Equity lines have floating rates.. not fixed...

Tom Said:

How should I go about selling my current home that I have a mortgage and home equity loan on and go about.....

We Answered:

In a nutshell, you need to put your house up for sale and include the home equity loan amount as part of sale price for house- Say you owe 100000 on your current home and have a 30000 H.E.loan. The minimum that you could afford to get for your house is 130,000. Now a reputable real estate agent will be able to advise you on what your home is WORTH. The worth may be more or less than what you need to get out of it. The housing market is in a decline right now and even if your house is worth more than 130,00 (if that was what you needed) you may not get anytakers at that price. An agent will help you figure out what amount and where you can get financing for a new home. I recntly went thru this myself. I could get what I wanted for my home but not find another home equal or better than mine for a comparible price where I wanted to move to. I decided not to take the job I had been offered because I simply could not afford it. I think if you are very determined to do this though that it is possible. The biggest thing you could do is find a fabulous real estate agent who is willing to spend the time working with you to point out all the great features . Many real estate companies offer online adverstising and I highly encourage you to do this as- it is free or very cheap and many, many more people will see your house. If you do this make sure you take really good, clear pictures and include LOTS of them. You can even do a video tour to post online at some agencies. Some agents want to take the pictures and they usaully do not do as much or as well as you would. I have a friend who is an agent in KY and she said it is because they just don't have time to take and post a whole lot of pictures. This is a lame excuse. It does not take long to post pics if you know what you are doing. Make sure your agent is internet savy. Those that are will usually brag about it. Staging your house may be something worthwhile too. You know- have a professional stager come in and tell you what to remove and soemtimes rearrrange, add etc. This can help you sell your house much faster and for more. People looking for a home have a hard time piucturing their stuff in your house when all of your stuff is still present. One other tip- please DO NOT GET AN ADJUSTABLE RATE MORTAGE!!!! So many people are losing their homes due to increases in interest . I assume you know this but I had to say it. Good luck to you.

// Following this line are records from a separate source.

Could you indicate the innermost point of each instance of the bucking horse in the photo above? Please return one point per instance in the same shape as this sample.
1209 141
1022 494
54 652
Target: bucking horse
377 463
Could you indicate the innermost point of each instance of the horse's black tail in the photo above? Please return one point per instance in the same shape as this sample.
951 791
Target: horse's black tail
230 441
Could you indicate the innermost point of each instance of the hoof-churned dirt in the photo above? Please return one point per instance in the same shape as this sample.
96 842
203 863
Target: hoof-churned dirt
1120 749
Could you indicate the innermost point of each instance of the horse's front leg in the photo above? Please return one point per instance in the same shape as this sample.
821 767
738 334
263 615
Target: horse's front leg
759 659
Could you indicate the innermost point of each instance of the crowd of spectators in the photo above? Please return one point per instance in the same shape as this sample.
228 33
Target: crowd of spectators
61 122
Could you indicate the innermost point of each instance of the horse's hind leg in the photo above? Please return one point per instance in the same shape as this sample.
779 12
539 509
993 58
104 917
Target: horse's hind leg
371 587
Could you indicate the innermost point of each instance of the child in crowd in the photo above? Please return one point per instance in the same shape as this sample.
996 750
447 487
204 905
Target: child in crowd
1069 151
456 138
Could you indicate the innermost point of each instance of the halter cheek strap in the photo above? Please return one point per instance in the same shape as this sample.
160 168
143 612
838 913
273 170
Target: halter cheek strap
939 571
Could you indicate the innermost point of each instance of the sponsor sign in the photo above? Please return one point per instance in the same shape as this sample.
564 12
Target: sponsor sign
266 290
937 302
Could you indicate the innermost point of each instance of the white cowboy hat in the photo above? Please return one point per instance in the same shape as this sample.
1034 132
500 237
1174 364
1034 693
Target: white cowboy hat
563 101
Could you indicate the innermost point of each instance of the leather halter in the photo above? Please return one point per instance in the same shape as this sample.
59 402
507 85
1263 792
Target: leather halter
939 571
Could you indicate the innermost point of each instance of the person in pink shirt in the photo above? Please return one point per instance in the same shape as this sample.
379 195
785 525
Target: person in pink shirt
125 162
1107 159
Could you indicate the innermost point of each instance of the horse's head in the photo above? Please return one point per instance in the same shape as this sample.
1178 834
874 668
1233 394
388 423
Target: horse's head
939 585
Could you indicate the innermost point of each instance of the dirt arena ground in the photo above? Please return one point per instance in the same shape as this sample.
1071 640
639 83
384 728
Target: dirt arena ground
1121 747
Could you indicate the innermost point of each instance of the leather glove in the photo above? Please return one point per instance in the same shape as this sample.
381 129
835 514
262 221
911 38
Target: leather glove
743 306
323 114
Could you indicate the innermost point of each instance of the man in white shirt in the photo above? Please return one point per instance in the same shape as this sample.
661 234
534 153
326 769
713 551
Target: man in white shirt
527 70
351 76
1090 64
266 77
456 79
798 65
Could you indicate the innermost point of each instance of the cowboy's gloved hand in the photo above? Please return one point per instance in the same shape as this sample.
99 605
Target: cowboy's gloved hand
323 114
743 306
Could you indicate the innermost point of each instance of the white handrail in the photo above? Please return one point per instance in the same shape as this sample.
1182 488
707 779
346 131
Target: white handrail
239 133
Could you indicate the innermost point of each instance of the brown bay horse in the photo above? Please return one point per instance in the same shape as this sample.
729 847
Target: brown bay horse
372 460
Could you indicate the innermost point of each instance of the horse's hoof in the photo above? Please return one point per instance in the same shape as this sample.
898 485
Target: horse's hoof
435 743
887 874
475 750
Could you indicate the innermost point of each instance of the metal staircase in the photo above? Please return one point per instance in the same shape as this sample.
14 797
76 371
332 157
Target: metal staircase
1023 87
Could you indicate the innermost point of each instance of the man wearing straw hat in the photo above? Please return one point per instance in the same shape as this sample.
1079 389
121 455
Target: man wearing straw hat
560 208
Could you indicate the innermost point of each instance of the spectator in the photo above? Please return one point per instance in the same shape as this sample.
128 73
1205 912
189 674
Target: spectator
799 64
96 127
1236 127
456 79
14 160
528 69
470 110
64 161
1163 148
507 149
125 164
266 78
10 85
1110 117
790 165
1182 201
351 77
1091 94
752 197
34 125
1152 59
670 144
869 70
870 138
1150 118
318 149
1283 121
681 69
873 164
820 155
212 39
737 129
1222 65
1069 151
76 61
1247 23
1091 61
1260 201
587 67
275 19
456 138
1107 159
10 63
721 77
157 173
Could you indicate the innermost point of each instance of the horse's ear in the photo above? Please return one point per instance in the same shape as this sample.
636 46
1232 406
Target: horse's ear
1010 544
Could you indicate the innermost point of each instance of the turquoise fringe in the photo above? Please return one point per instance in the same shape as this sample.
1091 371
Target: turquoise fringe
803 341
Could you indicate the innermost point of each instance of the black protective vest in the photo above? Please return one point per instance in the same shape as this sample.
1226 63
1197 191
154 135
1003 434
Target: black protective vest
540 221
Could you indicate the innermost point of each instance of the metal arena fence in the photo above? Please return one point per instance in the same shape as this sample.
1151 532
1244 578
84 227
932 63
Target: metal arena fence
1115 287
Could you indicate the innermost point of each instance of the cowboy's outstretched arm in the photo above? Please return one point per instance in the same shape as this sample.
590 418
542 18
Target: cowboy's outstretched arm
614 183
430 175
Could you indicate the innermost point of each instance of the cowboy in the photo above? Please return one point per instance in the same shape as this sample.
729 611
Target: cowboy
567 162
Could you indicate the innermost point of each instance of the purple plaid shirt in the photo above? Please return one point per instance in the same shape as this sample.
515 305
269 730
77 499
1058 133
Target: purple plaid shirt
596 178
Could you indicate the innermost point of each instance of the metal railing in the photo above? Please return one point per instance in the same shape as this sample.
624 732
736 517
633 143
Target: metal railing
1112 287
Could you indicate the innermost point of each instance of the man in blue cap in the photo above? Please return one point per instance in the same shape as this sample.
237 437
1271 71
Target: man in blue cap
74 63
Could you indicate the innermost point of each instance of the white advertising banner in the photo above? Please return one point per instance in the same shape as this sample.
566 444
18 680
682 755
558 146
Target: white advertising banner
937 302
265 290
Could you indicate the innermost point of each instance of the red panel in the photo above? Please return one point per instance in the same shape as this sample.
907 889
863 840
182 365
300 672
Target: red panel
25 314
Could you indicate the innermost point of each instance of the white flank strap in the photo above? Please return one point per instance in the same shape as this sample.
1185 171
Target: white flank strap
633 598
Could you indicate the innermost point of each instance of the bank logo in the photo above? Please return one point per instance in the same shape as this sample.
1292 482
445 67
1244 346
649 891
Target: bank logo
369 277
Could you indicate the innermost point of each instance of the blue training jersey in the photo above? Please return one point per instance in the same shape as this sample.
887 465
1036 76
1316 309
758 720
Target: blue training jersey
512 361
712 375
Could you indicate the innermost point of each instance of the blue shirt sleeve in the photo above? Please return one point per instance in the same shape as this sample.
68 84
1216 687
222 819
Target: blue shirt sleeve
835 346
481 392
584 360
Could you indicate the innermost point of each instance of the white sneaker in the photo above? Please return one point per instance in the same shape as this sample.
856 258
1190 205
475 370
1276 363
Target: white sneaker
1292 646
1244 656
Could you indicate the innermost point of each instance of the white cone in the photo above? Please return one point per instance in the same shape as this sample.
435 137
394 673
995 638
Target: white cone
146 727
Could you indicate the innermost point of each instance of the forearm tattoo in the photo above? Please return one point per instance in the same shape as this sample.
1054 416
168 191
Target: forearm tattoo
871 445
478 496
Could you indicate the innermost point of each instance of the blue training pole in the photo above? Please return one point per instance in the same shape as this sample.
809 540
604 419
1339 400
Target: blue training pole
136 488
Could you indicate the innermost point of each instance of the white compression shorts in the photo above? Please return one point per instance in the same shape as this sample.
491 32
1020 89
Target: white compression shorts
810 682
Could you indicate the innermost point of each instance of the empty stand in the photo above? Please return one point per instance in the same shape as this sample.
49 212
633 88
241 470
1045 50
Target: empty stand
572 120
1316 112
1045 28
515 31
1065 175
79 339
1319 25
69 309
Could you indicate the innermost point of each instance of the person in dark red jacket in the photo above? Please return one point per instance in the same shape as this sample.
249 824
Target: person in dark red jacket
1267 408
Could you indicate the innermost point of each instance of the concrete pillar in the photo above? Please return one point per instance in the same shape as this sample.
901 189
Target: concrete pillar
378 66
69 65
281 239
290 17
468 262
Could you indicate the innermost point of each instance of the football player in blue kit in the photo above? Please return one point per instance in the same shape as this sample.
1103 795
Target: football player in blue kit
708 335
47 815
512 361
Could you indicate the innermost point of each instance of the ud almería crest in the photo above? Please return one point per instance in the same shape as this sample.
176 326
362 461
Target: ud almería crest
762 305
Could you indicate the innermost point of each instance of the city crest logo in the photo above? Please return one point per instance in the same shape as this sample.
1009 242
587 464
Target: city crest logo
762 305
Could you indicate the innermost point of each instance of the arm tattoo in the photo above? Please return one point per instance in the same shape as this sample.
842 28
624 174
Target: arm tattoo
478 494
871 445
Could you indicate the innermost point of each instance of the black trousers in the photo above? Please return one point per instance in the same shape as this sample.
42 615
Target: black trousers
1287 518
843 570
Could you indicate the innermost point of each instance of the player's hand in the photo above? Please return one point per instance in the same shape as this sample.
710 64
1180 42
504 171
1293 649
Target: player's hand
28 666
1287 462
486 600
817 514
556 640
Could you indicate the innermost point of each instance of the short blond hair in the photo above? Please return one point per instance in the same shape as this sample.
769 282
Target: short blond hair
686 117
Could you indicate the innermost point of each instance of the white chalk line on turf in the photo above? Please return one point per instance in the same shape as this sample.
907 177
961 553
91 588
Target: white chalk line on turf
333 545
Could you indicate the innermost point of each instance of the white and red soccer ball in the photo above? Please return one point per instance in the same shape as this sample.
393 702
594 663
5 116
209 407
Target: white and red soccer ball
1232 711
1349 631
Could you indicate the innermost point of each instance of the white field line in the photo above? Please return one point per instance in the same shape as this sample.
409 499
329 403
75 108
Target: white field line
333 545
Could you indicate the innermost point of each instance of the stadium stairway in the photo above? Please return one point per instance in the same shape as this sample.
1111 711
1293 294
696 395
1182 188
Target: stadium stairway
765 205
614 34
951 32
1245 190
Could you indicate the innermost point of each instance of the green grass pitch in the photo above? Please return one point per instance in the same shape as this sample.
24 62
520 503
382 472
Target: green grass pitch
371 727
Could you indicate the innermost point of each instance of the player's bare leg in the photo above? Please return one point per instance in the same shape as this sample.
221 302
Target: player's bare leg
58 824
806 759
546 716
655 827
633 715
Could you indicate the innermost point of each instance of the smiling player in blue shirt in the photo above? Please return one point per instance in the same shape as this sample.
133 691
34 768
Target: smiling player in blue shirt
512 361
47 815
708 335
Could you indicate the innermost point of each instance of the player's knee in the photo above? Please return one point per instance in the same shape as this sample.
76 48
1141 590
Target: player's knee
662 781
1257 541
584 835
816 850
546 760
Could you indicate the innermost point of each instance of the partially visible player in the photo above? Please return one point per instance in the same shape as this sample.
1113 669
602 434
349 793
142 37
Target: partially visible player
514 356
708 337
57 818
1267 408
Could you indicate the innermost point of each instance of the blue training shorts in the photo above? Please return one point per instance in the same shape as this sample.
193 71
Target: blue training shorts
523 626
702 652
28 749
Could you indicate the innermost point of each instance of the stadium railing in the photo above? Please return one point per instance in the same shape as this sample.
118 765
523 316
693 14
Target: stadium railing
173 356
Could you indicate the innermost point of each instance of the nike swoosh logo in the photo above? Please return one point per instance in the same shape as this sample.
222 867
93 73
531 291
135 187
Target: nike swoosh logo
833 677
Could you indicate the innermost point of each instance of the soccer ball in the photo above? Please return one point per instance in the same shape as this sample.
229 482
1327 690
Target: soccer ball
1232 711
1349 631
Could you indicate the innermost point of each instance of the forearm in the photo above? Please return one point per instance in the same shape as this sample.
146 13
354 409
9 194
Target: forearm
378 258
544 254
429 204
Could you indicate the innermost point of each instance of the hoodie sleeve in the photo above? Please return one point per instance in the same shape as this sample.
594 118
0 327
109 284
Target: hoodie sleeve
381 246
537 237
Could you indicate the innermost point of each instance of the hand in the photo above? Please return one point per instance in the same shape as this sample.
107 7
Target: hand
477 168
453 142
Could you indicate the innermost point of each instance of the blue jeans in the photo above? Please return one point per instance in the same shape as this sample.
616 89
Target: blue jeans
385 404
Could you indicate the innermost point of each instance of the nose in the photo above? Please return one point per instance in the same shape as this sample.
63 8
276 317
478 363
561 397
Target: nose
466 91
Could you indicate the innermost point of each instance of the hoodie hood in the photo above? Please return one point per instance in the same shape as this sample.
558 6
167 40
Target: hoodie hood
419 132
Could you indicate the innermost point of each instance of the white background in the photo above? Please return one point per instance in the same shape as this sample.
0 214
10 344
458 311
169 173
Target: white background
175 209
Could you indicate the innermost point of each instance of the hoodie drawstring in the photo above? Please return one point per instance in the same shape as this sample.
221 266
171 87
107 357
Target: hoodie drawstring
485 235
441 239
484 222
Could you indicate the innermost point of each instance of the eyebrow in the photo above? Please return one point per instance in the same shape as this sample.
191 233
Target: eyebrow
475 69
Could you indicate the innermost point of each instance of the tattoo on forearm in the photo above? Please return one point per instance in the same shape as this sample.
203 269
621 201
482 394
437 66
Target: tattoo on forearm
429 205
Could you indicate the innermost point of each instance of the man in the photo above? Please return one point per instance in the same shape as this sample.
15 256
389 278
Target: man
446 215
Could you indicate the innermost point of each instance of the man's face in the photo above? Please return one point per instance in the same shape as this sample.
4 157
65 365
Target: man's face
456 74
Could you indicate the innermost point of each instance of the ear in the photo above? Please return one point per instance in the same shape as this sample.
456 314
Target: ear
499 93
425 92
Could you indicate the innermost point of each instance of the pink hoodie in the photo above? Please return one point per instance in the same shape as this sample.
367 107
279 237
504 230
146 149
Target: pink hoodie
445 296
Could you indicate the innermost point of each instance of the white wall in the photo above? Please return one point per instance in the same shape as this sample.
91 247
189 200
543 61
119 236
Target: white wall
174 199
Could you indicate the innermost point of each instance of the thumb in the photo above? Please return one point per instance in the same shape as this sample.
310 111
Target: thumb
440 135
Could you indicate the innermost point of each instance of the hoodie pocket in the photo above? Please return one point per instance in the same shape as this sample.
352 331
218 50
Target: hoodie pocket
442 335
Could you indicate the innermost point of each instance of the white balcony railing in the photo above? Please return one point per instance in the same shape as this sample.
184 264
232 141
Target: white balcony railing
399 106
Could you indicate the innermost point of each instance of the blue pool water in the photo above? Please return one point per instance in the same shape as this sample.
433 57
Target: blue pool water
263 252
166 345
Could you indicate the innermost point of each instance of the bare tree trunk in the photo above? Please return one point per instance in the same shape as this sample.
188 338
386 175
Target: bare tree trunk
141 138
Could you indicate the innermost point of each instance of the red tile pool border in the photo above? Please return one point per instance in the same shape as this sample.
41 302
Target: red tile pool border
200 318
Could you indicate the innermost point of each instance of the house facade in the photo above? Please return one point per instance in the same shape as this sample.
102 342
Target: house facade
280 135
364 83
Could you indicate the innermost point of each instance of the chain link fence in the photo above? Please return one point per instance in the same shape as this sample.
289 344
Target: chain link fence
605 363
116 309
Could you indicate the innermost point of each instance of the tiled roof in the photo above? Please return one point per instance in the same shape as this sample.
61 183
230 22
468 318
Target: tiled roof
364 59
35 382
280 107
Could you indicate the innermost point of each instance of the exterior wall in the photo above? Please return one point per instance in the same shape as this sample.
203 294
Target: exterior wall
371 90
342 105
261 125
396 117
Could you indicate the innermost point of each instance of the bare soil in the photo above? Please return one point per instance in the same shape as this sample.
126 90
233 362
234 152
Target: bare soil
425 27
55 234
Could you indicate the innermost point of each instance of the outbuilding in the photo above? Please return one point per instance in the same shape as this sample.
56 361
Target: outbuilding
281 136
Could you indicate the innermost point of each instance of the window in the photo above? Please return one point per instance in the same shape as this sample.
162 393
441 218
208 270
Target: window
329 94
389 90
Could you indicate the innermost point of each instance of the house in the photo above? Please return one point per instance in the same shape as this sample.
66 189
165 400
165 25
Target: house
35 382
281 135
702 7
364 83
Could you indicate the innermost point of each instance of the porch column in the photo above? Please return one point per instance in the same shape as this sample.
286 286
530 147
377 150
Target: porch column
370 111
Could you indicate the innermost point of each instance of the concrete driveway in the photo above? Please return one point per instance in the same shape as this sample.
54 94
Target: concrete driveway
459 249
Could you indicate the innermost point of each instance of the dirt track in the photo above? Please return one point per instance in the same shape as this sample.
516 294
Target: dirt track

I applaud you for trying to do this to make things better for your kid.

Leo Said:

What is the difference between a 1st mortgage, 2nd mortgage, and home equity loan?

We Answered:

The # denotes seniority/position in chain of title. A first mortgage is a loan secured by the property that is in 1st position and gets paid what is due them first if the property is sold (municipal liens like property taxes are TRULY first, though).

A second mortgage is a loan that has a "junior" position behind a first mortgage. Home equity loan is just a colloquial term generally applied to second mortgages. A HELOC, or Home Equity Line of Credit (as mentioned by another responder) is a TYPE of home equity loan that acts more like a credit card in that you can draw on the equity as needed and pay it back and draw on it again and again during the "loan" term.

Technically you can have 3rd, 4th, 5th, etc. mortgages and any of those could be a "home equity" loan in that they would be loans secured by remaining equity in the property, but that would be highly unusual on a residential property.